Kentucky Sen. Rand Paul just made a move that may signal a slowing down and eventual stop to his run for the presidency. The senator officially announced on Monday that he would be seeking reelection for his state's Senate seat in 2016. But how has Paul the senator compared to Paul the potential president? Has his campaign held true to the policies he supported and opposed while working in the Senate?
Paul insists that this latest development does not mean he's admitted defeat in his presidential run — which has been less than stellar, with current polls placing him at a 2.8 percent of support when compared with his rivals. There have, however, been other shifts within his time from senator to presidential candidate, which showthat his current campaign may not always perfectly align with the past.
Paul was an early learner of the science behind global warming, and was once one of the few Republican candidates to acknowledge the existence of climate change. At an early 2015 forum on climate change conducted by U.S. senators, Paul was one of 15 Republicans to admit a human role in the phenomenon.
However, this position switched just seven months into his presidential candidacy. Though his campaign website talks of his support of clean energy and development, he downplayed humanity's role in climate change in a November debate:
Man may have a role in our climate, but I think nature may also have a role.
The Civil Rights Act
During his run for senate in 2010, Paul firmly stated that portions of the Civil Rights Act infringed upon the rights of businesses.
This was seen as a stance against the Civil Rights Act in general, and Paul has since done his best, though somewhat shoddily, to recant that statement, both before and during his presidential candidacy.
The War Against ISIS
As a senator, Paul was often staunchly anti-war compared to his fellow Republicans, despite once introducing a declaration of war against ISIS (it was mostly a political move to challenge the Obama administration's presence in Iraq and Syria). A couple of months prior to launching his campaign for the presidency, Paul opposed sending U.S. troops to fight ISIS while speaking on the Senate floor:
Intervention created this chaos. To those who wish unlimited intervention and boots on the ground everywhere, remember the smiling poses of politicians pontificating about so-called freedom fighters and heroes in Libya, in Syria, and in Iraq. Unaware that the so-called freedom fighters may well have been allied with kidnappers and are killers and jihadists.
Just a couple of weeks before announcing his candidacy, Paul proposed an increase in defense spending, even though he vehemently opposed it in 2011.
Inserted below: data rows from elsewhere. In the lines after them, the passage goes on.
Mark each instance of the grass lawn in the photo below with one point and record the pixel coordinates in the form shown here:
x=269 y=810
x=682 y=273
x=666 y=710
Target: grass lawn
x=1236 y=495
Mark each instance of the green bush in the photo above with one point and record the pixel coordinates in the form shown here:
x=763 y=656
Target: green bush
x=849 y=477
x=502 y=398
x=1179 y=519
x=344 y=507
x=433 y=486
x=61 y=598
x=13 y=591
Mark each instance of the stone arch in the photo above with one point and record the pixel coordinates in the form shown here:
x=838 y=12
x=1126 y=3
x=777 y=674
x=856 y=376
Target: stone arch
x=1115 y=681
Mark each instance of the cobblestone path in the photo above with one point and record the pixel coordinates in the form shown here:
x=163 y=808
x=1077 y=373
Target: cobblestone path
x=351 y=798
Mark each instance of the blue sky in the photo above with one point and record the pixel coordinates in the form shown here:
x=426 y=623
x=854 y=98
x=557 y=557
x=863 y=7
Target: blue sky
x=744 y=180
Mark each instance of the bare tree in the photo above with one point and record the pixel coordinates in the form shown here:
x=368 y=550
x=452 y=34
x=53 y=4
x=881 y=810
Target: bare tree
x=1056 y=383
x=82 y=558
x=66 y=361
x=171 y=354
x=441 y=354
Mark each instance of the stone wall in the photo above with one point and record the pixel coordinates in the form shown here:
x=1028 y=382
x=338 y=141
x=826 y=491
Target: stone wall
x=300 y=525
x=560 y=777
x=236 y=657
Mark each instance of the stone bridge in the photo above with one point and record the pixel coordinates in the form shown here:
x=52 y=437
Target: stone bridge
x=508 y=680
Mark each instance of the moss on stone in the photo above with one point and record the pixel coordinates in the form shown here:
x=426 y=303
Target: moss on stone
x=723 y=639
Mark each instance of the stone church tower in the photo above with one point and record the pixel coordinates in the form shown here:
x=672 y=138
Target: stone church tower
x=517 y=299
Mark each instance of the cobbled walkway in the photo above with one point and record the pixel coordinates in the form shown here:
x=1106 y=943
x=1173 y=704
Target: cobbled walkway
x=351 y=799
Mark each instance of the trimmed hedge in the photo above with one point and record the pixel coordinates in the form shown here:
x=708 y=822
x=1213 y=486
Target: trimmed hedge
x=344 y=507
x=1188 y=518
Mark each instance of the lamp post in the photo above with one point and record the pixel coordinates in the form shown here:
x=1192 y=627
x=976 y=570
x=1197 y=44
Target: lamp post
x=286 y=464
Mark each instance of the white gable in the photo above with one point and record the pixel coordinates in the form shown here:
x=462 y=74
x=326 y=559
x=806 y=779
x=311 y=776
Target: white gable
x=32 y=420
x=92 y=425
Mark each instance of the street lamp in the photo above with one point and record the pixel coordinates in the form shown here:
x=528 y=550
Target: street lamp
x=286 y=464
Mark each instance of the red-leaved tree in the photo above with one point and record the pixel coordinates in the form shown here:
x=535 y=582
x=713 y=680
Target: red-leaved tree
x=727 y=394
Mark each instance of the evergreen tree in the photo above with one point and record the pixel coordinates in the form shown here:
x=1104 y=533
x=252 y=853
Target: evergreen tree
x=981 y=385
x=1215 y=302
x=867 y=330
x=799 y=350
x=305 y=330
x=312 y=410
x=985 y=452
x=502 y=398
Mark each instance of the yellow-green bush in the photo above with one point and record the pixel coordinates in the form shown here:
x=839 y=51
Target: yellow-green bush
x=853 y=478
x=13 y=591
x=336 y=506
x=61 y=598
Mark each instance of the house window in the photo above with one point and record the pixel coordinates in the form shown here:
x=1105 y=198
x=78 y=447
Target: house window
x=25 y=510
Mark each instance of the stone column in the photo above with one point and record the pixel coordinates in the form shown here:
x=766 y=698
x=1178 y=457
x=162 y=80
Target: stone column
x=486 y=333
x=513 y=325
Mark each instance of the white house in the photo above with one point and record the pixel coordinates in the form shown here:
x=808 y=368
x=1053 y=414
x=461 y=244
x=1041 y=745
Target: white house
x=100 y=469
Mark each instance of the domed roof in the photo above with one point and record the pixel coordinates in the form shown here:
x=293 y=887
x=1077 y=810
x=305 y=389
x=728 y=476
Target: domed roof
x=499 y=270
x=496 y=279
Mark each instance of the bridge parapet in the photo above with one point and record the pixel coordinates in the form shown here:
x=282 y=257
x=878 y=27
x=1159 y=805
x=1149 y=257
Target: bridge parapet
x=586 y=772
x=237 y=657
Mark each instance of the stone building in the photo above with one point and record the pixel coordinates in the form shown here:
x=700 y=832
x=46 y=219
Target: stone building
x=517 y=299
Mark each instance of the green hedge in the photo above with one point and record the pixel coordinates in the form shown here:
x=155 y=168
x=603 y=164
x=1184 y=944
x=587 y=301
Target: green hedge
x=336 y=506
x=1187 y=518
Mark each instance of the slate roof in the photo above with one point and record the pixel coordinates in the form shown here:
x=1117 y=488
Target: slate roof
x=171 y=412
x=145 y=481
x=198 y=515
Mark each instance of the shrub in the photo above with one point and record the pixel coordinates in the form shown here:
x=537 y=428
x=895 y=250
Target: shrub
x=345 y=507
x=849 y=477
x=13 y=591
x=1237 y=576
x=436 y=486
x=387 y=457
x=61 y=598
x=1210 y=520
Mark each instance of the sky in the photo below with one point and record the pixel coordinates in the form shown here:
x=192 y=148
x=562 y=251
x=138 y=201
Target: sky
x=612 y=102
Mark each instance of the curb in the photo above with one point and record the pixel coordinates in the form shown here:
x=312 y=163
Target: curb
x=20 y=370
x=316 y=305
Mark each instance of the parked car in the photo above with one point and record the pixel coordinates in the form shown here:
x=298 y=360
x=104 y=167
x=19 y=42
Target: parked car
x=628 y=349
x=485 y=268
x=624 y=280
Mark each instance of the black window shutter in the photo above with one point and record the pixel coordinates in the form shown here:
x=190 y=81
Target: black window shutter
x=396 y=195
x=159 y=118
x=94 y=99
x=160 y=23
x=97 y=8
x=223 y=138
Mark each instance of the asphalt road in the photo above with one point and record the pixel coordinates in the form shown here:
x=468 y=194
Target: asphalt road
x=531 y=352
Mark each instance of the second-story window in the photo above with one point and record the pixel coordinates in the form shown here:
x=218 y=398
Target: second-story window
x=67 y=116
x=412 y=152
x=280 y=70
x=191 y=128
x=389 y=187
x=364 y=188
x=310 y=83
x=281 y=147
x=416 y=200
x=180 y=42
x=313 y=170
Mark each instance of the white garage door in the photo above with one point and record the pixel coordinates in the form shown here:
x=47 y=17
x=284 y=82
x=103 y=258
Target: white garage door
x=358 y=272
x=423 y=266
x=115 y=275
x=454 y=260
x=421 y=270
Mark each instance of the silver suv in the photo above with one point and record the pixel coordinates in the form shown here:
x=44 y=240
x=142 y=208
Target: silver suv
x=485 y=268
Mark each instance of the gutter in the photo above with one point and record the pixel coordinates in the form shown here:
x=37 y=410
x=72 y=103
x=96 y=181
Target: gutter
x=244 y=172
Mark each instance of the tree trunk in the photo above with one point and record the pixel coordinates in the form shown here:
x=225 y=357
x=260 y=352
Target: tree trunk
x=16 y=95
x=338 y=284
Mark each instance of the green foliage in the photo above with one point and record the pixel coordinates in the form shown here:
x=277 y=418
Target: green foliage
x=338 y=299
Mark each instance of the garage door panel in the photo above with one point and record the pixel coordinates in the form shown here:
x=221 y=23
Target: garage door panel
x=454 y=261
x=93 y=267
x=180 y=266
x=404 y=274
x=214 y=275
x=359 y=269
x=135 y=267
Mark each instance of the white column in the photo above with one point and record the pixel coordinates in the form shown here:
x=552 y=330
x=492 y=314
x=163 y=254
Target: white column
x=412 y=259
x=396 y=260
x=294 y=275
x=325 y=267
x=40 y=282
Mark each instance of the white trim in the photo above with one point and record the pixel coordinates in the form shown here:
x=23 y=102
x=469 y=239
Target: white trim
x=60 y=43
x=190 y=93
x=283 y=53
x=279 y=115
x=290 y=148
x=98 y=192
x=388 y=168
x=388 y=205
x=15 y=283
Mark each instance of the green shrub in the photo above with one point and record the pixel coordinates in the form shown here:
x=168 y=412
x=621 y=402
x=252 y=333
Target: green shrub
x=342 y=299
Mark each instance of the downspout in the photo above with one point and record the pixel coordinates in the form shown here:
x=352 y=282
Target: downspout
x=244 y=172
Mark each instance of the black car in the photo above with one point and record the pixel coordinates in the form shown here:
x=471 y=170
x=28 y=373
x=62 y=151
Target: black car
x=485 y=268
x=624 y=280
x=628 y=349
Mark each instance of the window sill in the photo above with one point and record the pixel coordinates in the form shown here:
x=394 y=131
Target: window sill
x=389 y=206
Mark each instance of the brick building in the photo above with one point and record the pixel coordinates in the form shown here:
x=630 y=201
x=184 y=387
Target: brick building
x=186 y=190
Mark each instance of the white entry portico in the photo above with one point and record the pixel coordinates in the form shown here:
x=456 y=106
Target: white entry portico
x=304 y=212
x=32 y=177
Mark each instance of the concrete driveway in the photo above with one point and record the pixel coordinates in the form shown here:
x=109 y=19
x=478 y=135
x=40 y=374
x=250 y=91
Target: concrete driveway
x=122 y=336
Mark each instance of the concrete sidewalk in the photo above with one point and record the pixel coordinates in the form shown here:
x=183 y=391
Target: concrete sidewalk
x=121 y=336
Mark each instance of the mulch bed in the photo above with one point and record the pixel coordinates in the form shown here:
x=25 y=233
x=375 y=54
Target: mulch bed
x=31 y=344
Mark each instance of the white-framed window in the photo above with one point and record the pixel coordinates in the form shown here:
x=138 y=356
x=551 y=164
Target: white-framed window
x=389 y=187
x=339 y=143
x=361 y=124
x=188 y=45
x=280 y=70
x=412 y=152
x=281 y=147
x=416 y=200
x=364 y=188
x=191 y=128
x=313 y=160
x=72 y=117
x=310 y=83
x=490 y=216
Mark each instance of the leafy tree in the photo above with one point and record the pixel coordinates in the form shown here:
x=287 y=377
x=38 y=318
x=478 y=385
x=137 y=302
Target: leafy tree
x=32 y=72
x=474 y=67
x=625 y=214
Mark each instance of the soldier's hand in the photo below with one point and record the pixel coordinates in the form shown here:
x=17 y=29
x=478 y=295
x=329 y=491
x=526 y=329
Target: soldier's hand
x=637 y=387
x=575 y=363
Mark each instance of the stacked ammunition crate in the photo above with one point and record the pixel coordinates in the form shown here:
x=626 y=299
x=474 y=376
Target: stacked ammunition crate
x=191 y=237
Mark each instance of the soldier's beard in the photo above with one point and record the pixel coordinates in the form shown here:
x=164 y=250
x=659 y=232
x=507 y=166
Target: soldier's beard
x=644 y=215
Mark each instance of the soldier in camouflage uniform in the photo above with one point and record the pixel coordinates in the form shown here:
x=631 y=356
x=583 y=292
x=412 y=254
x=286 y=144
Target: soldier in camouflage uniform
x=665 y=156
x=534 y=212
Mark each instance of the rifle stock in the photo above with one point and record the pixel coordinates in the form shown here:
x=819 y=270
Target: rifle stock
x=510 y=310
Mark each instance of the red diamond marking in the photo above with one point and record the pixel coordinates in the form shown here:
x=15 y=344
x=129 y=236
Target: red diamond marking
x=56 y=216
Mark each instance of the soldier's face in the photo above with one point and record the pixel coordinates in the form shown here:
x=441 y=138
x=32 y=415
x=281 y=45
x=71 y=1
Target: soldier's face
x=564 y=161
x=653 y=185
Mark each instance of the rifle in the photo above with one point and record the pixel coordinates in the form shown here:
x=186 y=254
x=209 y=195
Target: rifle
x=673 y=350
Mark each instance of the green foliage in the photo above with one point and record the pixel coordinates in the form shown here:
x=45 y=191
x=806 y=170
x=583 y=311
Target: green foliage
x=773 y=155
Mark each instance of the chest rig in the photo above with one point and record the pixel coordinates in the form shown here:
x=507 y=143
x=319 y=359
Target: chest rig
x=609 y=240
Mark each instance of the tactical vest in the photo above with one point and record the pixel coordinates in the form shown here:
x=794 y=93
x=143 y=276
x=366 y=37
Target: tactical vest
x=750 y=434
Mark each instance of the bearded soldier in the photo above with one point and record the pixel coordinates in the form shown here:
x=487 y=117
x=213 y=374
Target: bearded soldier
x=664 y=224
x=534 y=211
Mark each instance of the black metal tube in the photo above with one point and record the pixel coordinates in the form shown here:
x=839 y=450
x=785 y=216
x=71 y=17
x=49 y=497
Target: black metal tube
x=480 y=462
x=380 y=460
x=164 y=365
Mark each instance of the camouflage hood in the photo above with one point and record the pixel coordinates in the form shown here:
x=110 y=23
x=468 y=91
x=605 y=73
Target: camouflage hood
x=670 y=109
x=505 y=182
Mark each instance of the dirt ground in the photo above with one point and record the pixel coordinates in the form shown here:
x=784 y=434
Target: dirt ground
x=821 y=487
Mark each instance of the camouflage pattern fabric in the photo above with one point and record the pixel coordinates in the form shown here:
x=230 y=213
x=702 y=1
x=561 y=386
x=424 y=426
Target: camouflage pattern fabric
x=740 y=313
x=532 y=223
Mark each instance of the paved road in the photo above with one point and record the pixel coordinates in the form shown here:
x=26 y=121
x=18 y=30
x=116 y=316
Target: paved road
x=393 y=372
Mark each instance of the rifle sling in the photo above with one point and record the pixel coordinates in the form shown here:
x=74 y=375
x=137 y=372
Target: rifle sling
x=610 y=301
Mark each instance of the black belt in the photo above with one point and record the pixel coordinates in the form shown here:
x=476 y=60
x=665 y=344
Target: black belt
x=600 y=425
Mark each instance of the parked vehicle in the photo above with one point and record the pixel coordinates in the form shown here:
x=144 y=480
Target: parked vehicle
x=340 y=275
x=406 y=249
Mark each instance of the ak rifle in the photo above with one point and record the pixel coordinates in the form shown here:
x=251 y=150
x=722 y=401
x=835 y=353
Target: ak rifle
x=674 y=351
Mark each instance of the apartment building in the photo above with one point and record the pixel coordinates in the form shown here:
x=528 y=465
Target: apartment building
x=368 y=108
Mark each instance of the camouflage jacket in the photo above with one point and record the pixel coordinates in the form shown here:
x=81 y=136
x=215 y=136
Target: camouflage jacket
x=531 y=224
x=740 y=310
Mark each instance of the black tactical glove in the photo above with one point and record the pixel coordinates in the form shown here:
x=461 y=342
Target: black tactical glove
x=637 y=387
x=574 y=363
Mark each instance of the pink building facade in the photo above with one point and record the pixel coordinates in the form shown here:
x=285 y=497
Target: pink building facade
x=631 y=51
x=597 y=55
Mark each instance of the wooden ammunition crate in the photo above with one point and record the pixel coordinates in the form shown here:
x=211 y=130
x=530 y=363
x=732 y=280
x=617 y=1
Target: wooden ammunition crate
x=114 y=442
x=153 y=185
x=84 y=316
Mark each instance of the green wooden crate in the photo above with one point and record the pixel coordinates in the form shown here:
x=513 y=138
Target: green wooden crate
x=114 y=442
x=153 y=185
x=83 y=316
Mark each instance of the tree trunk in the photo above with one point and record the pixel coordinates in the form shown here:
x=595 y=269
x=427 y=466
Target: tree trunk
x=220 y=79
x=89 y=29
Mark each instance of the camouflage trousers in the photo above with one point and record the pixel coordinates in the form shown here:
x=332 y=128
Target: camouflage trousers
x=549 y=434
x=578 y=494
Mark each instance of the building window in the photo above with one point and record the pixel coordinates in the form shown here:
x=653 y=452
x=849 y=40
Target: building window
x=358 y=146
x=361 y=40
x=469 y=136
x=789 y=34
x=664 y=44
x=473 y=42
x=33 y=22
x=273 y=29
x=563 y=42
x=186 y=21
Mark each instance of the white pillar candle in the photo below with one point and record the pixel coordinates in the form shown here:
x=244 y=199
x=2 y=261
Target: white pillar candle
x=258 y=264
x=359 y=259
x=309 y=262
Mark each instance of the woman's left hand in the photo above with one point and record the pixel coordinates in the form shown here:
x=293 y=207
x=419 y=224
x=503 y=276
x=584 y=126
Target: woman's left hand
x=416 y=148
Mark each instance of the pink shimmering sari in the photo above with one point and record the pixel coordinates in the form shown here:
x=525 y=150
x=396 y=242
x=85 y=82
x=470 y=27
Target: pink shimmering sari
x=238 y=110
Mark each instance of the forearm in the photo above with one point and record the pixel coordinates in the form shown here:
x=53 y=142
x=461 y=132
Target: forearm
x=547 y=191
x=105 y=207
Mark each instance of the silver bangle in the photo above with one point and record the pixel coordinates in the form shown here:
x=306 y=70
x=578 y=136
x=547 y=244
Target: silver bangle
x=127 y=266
Admittedly, Paul's flip-flopping on the issues presumably has something to do with the far-right candidates he's been placed up against. When some of his biggest contenders are known for taking Republican ideals and pushing them to the extreme, the Kentucky senator may feel the need to keep up. Still, if he continues with his presidential campaign or puts his full efforts in running for Senate reelection, he'll certainly have some 'splaining to do by the end of it.